Example 1 (counteracting factor)

Stimulus:
A city installed more bike lanes to reduce traffic congestion. Yet after the bike lanes were installed, congestion increased.

Question: Which of the following, if true, most helps resolve the apparent paradox?

Reasoning:

  • Expectation: more bike lanes → fewer cars → less congestion.
  • Observation: congestion increased.
  • Resolution needs a factor that explains the increase without denying the bike lanes were installed.

Resolution-style answer: “During the same period, a major bridge closed for repairs, forcing many drivers onto the city’s main roads.”

  • Now congestion can rise even if bike lanes help, because a bigger counter-force worsened traffic.

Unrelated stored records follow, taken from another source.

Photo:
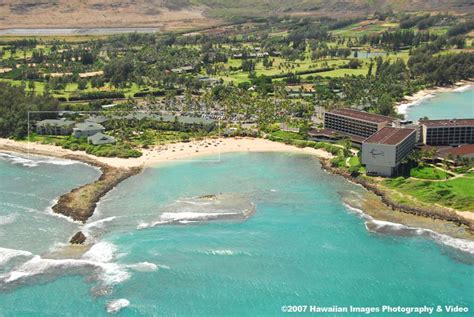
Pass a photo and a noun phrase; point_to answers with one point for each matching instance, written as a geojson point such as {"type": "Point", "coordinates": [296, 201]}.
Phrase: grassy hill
{"type": "Point", "coordinates": [186, 14]}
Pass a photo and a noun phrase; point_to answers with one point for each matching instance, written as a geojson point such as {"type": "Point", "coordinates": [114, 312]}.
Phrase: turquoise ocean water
{"type": "Point", "coordinates": [447, 105]}
{"type": "Point", "coordinates": [157, 252]}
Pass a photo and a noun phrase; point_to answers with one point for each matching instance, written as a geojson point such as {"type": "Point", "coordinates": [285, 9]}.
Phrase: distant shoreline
{"type": "Point", "coordinates": [412, 100]}
{"type": "Point", "coordinates": [183, 151]}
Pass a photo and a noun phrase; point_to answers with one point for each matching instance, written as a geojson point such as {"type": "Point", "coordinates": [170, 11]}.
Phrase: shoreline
{"type": "Point", "coordinates": [434, 212]}
{"type": "Point", "coordinates": [412, 100]}
{"type": "Point", "coordinates": [173, 152]}
{"type": "Point", "coordinates": [116, 170]}
{"type": "Point", "coordinates": [79, 204]}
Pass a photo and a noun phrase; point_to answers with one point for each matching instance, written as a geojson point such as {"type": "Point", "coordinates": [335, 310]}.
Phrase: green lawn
{"type": "Point", "coordinates": [456, 193]}
{"type": "Point", "coordinates": [354, 161]}
{"type": "Point", "coordinates": [287, 135]}
{"type": "Point", "coordinates": [426, 172]}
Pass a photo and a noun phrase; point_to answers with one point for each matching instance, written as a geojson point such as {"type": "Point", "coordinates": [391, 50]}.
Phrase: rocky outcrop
{"type": "Point", "coordinates": [78, 238]}
{"type": "Point", "coordinates": [80, 203]}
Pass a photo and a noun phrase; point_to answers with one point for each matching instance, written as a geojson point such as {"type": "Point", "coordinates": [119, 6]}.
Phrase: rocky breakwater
{"type": "Point", "coordinates": [80, 203]}
{"type": "Point", "coordinates": [421, 209]}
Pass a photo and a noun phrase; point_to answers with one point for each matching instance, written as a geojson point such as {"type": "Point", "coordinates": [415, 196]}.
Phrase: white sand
{"type": "Point", "coordinates": [176, 151]}
{"type": "Point", "coordinates": [409, 101]}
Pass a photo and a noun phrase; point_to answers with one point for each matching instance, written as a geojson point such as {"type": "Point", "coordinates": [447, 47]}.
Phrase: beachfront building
{"type": "Point", "coordinates": [350, 123]}
{"type": "Point", "coordinates": [383, 151]}
{"type": "Point", "coordinates": [87, 129]}
{"type": "Point", "coordinates": [55, 127]}
{"type": "Point", "coordinates": [100, 139]}
{"type": "Point", "coordinates": [447, 131]}
{"type": "Point", "coordinates": [355, 122]}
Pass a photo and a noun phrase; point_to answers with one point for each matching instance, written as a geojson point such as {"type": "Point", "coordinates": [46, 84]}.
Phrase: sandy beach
{"type": "Point", "coordinates": [171, 152]}
{"type": "Point", "coordinates": [408, 101]}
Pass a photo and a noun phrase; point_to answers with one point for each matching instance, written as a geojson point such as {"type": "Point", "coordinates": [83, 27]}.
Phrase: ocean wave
{"type": "Point", "coordinates": [464, 88]}
{"type": "Point", "coordinates": [101, 252]}
{"type": "Point", "coordinates": [184, 218]}
{"type": "Point", "coordinates": [98, 224]}
{"type": "Point", "coordinates": [404, 107]}
{"type": "Point", "coordinates": [387, 227]}
{"type": "Point", "coordinates": [7, 254]}
{"type": "Point", "coordinates": [33, 162]}
{"type": "Point", "coordinates": [143, 267]}
{"type": "Point", "coordinates": [224, 252]}
{"type": "Point", "coordinates": [8, 219]}
{"type": "Point", "coordinates": [116, 305]}
{"type": "Point", "coordinates": [96, 261]}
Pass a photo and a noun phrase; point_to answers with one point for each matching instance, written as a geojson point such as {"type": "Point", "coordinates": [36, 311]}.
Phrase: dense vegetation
{"type": "Point", "coordinates": [270, 70]}
{"type": "Point", "coordinates": [18, 107]}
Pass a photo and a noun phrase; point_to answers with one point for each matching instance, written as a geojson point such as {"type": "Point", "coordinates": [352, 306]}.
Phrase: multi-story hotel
{"type": "Point", "coordinates": [383, 151]}
{"type": "Point", "coordinates": [354, 122]}
{"type": "Point", "coordinates": [447, 132]}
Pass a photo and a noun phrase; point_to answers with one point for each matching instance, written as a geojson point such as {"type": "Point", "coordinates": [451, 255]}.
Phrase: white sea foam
{"type": "Point", "coordinates": [35, 161]}
{"type": "Point", "coordinates": [116, 305]}
{"type": "Point", "coordinates": [100, 252]}
{"type": "Point", "coordinates": [143, 267]}
{"type": "Point", "coordinates": [443, 239]}
{"type": "Point", "coordinates": [50, 212]}
{"type": "Point", "coordinates": [86, 229]}
{"type": "Point", "coordinates": [7, 254]}
{"type": "Point", "coordinates": [8, 219]}
{"type": "Point", "coordinates": [108, 273]}
{"type": "Point", "coordinates": [190, 217]}
{"type": "Point", "coordinates": [96, 260]}
{"type": "Point", "coordinates": [180, 216]}
{"type": "Point", "coordinates": [220, 252]}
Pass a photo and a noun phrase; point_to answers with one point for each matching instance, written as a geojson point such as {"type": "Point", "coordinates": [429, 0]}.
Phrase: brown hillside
{"type": "Point", "coordinates": [186, 14]}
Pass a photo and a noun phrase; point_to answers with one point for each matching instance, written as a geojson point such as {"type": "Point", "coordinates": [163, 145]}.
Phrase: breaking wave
{"type": "Point", "coordinates": [8, 254]}
{"type": "Point", "coordinates": [205, 208]}
{"type": "Point", "coordinates": [96, 262]}
{"type": "Point", "coordinates": [388, 227]}
{"type": "Point", "coordinates": [8, 219]}
{"type": "Point", "coordinates": [116, 305]}
{"type": "Point", "coordinates": [31, 161]}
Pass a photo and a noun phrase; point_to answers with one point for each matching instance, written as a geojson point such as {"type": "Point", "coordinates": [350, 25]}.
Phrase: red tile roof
{"type": "Point", "coordinates": [389, 135]}
{"type": "Point", "coordinates": [448, 122]}
{"type": "Point", "coordinates": [362, 115]}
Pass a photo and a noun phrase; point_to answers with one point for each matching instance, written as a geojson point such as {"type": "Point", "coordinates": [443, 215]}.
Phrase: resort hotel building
{"type": "Point", "coordinates": [383, 152]}
{"type": "Point", "coordinates": [355, 124]}
{"type": "Point", "coordinates": [447, 132]}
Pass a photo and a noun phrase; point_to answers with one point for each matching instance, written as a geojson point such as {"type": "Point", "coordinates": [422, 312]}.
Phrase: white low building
{"type": "Point", "coordinates": [383, 151]}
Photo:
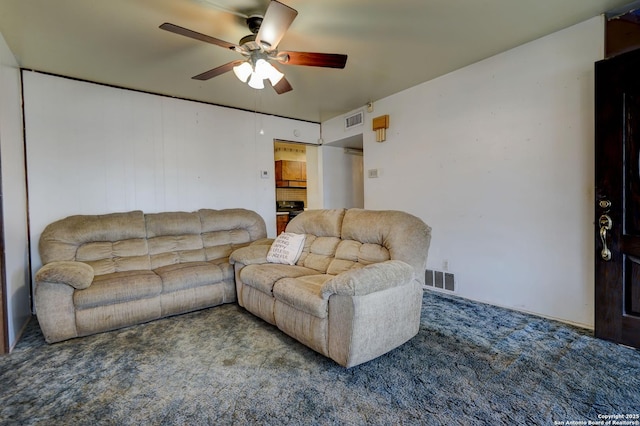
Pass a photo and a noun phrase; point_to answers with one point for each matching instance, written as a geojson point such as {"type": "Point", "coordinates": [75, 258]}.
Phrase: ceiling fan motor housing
{"type": "Point", "coordinates": [254, 22]}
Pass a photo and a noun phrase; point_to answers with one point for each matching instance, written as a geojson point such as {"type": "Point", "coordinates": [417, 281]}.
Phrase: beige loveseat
{"type": "Point", "coordinates": [355, 292]}
{"type": "Point", "coordinates": [102, 272]}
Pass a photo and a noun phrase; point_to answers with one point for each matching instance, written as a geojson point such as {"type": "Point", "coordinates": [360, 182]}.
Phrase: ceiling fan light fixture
{"type": "Point", "coordinates": [267, 71]}
{"type": "Point", "coordinates": [256, 81]}
{"type": "Point", "coordinates": [243, 71]}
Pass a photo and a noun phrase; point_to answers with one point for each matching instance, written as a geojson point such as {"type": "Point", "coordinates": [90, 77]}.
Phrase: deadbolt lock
{"type": "Point", "coordinates": [604, 204]}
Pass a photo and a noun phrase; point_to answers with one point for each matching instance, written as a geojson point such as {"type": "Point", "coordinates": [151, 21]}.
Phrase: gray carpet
{"type": "Point", "coordinates": [470, 364]}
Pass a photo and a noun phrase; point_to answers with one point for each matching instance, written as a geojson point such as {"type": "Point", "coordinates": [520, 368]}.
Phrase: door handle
{"type": "Point", "coordinates": [605, 225]}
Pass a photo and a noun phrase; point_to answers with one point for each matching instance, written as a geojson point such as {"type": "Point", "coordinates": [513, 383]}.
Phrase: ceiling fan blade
{"type": "Point", "coordinates": [276, 22]}
{"type": "Point", "coordinates": [282, 86]}
{"type": "Point", "coordinates": [309, 59]}
{"type": "Point", "coordinates": [217, 71]}
{"type": "Point", "coordinates": [196, 35]}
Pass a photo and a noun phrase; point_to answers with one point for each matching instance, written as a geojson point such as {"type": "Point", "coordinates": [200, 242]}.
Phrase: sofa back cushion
{"type": "Point", "coordinates": [128, 241]}
{"type": "Point", "coordinates": [109, 243]}
{"type": "Point", "coordinates": [178, 237]}
{"type": "Point", "coordinates": [404, 236]}
{"type": "Point", "coordinates": [339, 240]}
{"type": "Point", "coordinates": [223, 231]}
{"type": "Point", "coordinates": [322, 230]}
{"type": "Point", "coordinates": [174, 237]}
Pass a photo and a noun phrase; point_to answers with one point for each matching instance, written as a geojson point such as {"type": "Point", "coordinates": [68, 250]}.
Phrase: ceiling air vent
{"type": "Point", "coordinates": [354, 120]}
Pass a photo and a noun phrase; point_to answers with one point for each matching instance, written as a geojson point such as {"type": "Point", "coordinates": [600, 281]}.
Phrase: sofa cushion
{"type": "Point", "coordinates": [118, 287]}
{"type": "Point", "coordinates": [321, 252]}
{"type": "Point", "coordinates": [321, 223]}
{"type": "Point", "coordinates": [225, 267]}
{"type": "Point", "coordinates": [262, 277]}
{"type": "Point", "coordinates": [286, 248]}
{"type": "Point", "coordinates": [181, 276]}
{"type": "Point", "coordinates": [303, 293]}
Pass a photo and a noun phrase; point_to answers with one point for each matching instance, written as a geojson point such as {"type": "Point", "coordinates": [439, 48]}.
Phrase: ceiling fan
{"type": "Point", "coordinates": [260, 50]}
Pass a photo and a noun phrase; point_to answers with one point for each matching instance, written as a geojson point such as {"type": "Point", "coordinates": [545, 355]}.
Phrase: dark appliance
{"type": "Point", "coordinates": [294, 208]}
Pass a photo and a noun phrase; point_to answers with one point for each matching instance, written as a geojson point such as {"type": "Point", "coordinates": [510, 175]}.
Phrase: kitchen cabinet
{"type": "Point", "coordinates": [291, 174]}
{"type": "Point", "coordinates": [281, 222]}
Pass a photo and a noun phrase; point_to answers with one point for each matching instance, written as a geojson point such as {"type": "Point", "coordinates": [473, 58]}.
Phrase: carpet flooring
{"type": "Point", "coordinates": [470, 364]}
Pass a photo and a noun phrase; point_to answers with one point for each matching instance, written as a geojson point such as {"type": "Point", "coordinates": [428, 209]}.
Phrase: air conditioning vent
{"type": "Point", "coordinates": [354, 120]}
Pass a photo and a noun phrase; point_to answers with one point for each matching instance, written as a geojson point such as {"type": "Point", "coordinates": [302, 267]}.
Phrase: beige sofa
{"type": "Point", "coordinates": [355, 292]}
{"type": "Point", "coordinates": [109, 271]}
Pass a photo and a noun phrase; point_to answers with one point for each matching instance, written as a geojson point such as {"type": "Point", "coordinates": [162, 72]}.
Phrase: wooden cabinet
{"type": "Point", "coordinates": [291, 174]}
{"type": "Point", "coordinates": [281, 223]}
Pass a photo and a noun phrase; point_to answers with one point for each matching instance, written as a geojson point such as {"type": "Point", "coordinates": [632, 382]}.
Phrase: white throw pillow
{"type": "Point", "coordinates": [286, 249]}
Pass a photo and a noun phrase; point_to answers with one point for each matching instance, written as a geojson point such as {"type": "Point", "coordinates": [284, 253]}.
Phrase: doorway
{"type": "Point", "coordinates": [617, 209]}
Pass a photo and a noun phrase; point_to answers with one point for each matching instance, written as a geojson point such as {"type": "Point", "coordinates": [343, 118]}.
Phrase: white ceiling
{"type": "Point", "coordinates": [392, 45]}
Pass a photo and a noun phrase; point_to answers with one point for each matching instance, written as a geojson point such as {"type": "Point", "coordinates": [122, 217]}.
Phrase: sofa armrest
{"type": "Point", "coordinates": [369, 279]}
{"type": "Point", "coordinates": [76, 274]}
{"type": "Point", "coordinates": [250, 254]}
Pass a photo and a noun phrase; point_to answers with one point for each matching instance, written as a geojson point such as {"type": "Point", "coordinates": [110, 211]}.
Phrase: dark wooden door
{"type": "Point", "coordinates": [617, 210]}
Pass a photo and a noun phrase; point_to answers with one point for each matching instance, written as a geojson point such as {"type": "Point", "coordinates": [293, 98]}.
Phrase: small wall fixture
{"type": "Point", "coordinates": [380, 126]}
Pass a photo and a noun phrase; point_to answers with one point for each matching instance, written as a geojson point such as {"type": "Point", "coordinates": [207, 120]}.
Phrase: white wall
{"type": "Point", "coordinates": [95, 149]}
{"type": "Point", "coordinates": [14, 203]}
{"type": "Point", "coordinates": [498, 158]}
{"type": "Point", "coordinates": [342, 178]}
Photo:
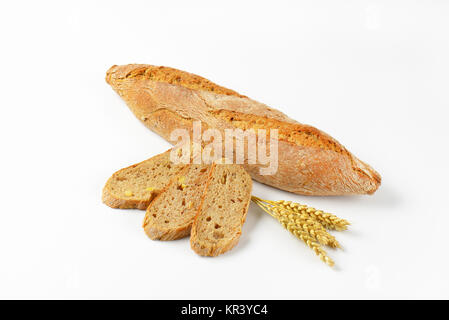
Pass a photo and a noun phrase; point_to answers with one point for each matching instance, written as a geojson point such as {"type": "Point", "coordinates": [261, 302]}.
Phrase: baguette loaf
{"type": "Point", "coordinates": [170, 215]}
{"type": "Point", "coordinates": [136, 186]}
{"type": "Point", "coordinates": [218, 224]}
{"type": "Point", "coordinates": [310, 161]}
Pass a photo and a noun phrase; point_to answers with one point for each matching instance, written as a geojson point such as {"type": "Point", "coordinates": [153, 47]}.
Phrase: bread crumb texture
{"type": "Point", "coordinates": [171, 76]}
{"type": "Point", "coordinates": [137, 185]}
{"type": "Point", "coordinates": [171, 214]}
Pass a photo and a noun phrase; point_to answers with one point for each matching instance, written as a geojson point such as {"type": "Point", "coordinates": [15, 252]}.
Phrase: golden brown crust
{"type": "Point", "coordinates": [156, 231]}
{"type": "Point", "coordinates": [310, 161]}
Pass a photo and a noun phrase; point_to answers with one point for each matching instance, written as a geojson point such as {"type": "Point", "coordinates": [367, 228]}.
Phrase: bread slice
{"type": "Point", "coordinates": [218, 224]}
{"type": "Point", "coordinates": [310, 162]}
{"type": "Point", "coordinates": [171, 214]}
{"type": "Point", "coordinates": [136, 186]}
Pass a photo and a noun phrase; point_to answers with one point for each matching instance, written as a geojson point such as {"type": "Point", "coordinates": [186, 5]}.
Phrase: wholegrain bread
{"type": "Point", "coordinates": [310, 161]}
{"type": "Point", "coordinates": [218, 223]}
{"type": "Point", "coordinates": [170, 215]}
{"type": "Point", "coordinates": [136, 186]}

Wrong-direction answers (common):

  • “Many residents support bike lanes.” (Doesn’t explain congestion.)
  • “Some drivers dislike bike lanes.” (Attitude doesn’t resolve outcome.)
Example 2 (measurement/definition shift)

Stimulus:
A restaurant changed its recipes to reduce sodium. Laboratory tests show the new menu items contain less sodium than before. Yet customer surveys report that the food tastes saltier.

Reasoning:

  • Fact: sodium decreased.
  • Fact: perceived saltiness increased.
  • Good resolutions often involve perception, other ingredients, or comparison effects.

Resolution-style answer: “The new recipes use more acidic ingredients, which can make salty flavors more noticeable even when sodium levels are lower.”

  • Both can be true: less sodium but stronger perception of saltiness.

What goes wrong (common traps)

  • Trying to “solve” it by rejecting a fact. Many wrong answers imply one of the observations is mistaken, but the question typically treats them as true.
  • Choosing an answer that strengthens one side only. If it just explains why sodium dropped, that doesn’t explain why it tastes saltier.
  • Picking an answer that’s relevant but not reconciling. It’s easy to select something connected to the topic that doesn’t actually bridge the gap.

A useful mental template

When you see a discrepancy, ask:

  • “What would have to be true for this to make sense?”
    Common categories of resolutions:
  • Different baseline: comparing against a different reference point than you assumed.
  • Different group: the people measured aren’t the people you’re thinking of.
  • Offsetting cause: the fix helped, but something else hurt more.
  • Changed measurement: the metric moved even if the underlying reality didn’t (or vice versa).
Exam Focus
  • Typical question patterns:
    • “Which of the following, if true, most helps to resolve the apparent discrepancy?”
    • “Which of the following most helps to explain the surprising result?”
    • “The statements above are best reconciled by assuming which of the following?”
  • Common mistakes:
    • Treating it like Strengthen/Weaken of an argument—first identify the two facts that must be reconciled.
    • Choosing an answer that could be true but doesn’t connect the two sides—force yourself to articulate the bridge.
    • Over-assuming causation—sometimes the paradox is about measurement or comparisons, not causal impact.